Neo4j-based models have been developed also to capture and explore semantic relationships among computational and mathematical models related to cancer and to other biological systems [e.g., Johnson et al. (2014) and Henkel et al. (2015)]. In Henkel et al. (2015), authors describe a Neo4j-based framework that facilitates identification, comparison, and ranking of in-silico models (encoded in SBML and CELL-ML standard formats and stored in major specialized resources such as BioModels Database) that correspond to specific categories.
In this study, we present a Neo4j graph database developed for the management of genetic–epigenetic interdependencies in CRC development. We provide Cypher query examples on the way in which the graph database can be applied to CRC initiation to identify (i) genetic–epigenetic modifications and (ii) molecular phenomena observed and reported in the specialized literature. In addition, we explore path connections associated with the highest “incidence score”; the score is computed as a product of the conditional probabilities of relationships between molecular events, with the highest scores associated with the most plausible pathways.
2. Brief Biological Background
CRC initiation is associated with aberrant cell growth rate in the colon epithelium leading to polyps (considered benign). If not removed, the colon adenomatous polyps may increase in size and become malignant over time. Thus, while the colon adenoma is a phenotype, characterized by benign modifications, malignant characteristics are already present at adenocarcinoma or carcinoma stages. As the tumor progresses, cancer cells feature the accumulative aberrant changes within polyps that facilitate cell proliferation and eventually migration. Finally, CRC can extend to other organs, including the liver and lungs, leading to metastasis.
Cancer initiation and progression have been linked, in recent years, to aberrant genetic and epigenetic changes. Epigenetic events are molecular phenomena that influence gene expression without modifying the DNA sequence [e.g., Allis et al. (2007)]. Epigenetic modifications have been observed to occur as part of the aging process and in the earliest stages of human diseases, including cancers and neurodegenerative disorders. Signatures include changes in DNA methylation, proteins known as histones (that contribute to nucleosome arrangement of the DNA sequence), and small noncoding RNAs (which contribute to cell protection) (Allis et al., 2007; Baylin and Jones, 2011). DNA methylation (DNAm) (or the addition of a methyl group to a cytosine ring) is a major epigenetic event with an important role in gene regulation (Allis et al., 2007). Two aberrant forms of DNA methylation, hyper- and hypomethylation (increased and decreased methylation relative to normal, respectively), have been detected in cancer development. Specifically, hypermethylation of the CpG islands 1 in the promoter of the tumor suppressor genes leads, in many cases, to gene silencing, while global hypomethylation influences proto-oncogene activation and chromosomal instability (Bjornsson et al., 2004; Allis et al., 2007; Baylin and Jones, 2011). Modification of histones is another major epigenetic event influencing chromatin dynamics (where chromatin is the combination of DNA and proteins that comprise the cell nucleus). Acetylation 2 and methylation of histones H3 and H4 (known as core 3 histones) are the most studied forms of modification to date.
Interdependency between DNAm and histone modifications also has been recently reported (Cedar and Bergman, 2009). Specifically, findings indicate that unmethylated DNA and histone acetylation determine an open chromatin form, while nonacetylated histones and DNAm induce a more compact chromatin structure. In addition, histone methylation can increase DNAm level. In terms of the dynamics, DNAm is known to change more slowly than histone proteins (Cedar and Bergman, 2009). In addition, small noncoding RNAs play a major role in cellular developmental phases, being involved in cell protection against viral infections and also in determining DNA methylation patterns (Carthew and Sontheimer, 2009; Ghildiyal and Zamore, 2009; Mattick et al., 2009).

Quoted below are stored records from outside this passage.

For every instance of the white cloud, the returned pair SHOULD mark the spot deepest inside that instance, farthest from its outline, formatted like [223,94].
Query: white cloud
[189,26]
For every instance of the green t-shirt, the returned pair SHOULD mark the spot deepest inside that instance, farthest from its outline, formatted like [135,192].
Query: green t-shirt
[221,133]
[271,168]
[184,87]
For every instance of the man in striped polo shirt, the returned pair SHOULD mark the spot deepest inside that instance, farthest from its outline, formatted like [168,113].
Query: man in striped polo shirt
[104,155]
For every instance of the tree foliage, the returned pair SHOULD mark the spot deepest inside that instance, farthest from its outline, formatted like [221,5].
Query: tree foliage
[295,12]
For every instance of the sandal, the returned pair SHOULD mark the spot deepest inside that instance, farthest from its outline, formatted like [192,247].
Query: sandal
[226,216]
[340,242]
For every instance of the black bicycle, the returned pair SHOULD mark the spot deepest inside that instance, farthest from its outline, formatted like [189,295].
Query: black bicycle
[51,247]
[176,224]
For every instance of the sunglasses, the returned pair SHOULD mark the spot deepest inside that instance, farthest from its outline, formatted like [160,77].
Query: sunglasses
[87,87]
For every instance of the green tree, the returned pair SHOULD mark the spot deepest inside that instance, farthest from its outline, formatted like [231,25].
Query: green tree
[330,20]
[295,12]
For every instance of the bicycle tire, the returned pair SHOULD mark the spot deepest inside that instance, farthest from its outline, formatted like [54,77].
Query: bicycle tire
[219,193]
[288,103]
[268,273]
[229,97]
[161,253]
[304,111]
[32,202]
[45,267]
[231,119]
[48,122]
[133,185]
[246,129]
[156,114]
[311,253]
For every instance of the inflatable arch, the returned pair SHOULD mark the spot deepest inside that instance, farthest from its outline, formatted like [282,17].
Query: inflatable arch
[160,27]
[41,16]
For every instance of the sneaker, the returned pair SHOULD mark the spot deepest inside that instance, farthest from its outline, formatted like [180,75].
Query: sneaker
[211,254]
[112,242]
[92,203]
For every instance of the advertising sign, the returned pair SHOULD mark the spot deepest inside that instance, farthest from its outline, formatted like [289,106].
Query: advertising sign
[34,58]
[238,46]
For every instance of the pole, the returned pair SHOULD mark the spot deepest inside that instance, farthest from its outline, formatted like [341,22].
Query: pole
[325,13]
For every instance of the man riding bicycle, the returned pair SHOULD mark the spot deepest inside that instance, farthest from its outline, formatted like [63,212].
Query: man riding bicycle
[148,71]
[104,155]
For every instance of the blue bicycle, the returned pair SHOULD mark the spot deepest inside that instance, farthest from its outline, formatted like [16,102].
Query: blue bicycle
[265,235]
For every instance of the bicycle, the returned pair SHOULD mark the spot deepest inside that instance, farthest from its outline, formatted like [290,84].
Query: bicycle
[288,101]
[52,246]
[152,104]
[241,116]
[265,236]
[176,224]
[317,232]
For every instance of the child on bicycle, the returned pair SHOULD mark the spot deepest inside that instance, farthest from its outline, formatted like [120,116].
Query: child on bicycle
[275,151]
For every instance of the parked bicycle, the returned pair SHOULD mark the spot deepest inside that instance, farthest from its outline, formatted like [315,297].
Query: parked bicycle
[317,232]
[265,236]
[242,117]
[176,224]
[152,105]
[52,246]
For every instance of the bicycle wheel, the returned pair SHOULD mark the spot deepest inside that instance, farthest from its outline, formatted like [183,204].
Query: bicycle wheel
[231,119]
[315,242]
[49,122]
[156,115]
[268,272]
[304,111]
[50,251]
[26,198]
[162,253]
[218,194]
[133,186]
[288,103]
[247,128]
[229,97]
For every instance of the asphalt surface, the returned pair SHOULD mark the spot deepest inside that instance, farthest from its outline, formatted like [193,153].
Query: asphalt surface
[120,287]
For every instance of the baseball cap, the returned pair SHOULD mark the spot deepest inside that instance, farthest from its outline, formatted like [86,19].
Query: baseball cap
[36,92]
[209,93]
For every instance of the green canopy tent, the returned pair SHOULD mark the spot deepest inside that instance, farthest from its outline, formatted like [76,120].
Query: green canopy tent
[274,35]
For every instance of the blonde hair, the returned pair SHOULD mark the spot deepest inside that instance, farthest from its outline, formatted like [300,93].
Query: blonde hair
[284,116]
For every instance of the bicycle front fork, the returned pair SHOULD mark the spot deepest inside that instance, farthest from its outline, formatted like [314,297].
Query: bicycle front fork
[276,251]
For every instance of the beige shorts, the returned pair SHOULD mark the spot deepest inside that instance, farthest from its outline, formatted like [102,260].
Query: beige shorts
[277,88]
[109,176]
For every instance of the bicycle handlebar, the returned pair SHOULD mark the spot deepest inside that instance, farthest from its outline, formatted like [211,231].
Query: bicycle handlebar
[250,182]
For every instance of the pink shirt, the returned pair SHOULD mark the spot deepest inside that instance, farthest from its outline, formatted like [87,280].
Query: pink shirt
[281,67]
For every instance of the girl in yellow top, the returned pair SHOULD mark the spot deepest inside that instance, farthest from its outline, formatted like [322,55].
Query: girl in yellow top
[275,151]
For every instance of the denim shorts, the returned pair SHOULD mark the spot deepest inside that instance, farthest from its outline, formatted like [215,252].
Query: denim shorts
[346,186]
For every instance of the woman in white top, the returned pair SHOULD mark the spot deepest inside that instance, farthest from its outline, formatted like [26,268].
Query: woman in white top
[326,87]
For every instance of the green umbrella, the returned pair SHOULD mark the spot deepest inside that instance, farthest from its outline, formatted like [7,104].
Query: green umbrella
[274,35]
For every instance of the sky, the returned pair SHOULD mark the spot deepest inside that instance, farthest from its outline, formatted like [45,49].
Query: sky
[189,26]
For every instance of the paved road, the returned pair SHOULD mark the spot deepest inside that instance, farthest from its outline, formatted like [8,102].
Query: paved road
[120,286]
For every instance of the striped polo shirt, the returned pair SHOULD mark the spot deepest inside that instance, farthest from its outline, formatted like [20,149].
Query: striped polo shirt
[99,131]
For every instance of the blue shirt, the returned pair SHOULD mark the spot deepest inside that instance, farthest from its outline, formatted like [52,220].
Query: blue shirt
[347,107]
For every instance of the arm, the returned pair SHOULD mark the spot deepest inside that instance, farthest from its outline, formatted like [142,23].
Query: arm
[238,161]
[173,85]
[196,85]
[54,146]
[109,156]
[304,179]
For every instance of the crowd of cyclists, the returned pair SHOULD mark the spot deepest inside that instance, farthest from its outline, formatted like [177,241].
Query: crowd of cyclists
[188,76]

Epigenetic modifications are notable, both for their reversibility potential and for faster dynamics compared to genetic alterations (Dworkin et al., 2009; Alegría-Torres et al., 2011). Over the last decade, development of drugs targeting different epigenetic changes has become a major area of interest for pharmaceutical companies. In epigenetic therapy, the focus is thus to identify molecular mechanisms, which can inhibit epigenetic alteration occurring or succeed in reversing that which has taken place, while minimizing side effects of dosage (Azad et al., 2013; Stein, 2014).
3. Methods
3.1. Data collection
The EpiGeNet framework has been developed using a graph database approach by integrating statistical data on molecular interdependencies observed in CRC development, mined from a manually curated and annotated database, StatEpigen (Barat and Ruskin, 2010; StatEpigen url, n.d.) (note: reference date for data integration from StatEpigen into EpiGeNet is November 30, 2015). In StatEpigen, information is structured by simple and conditional relationships between genetic and epigenetic events. Data on hyper/hypomethylation, mutation, histone modifications, loss of heterozygosity, and gene expression are included (for healthy phenotype) with additional detail on polyps, adenoma, carcinoma, or metastasis (for CRC development in aberrant cases). Note: the baseline data extracted from StatEpigen use the gene symbols (HUGO notation); full gene names used in this article are provided in Supplementary Table S1, where the gene symbol-full name mapping was resolved using the “Retrieve/ID mapping” tool from the UniProt database (Consortium, 2015). The simple relationships represent the probability of single molecular event occurrence at a specific oncogenesis stage; for example, from StatEpigen (Barat and Ruskin, 2010),
is the probability of hypermethylation at CpG islands in APC promoter = 0.459 in colon adenoma for the available data set. Simple relationships have general form giving values (val1)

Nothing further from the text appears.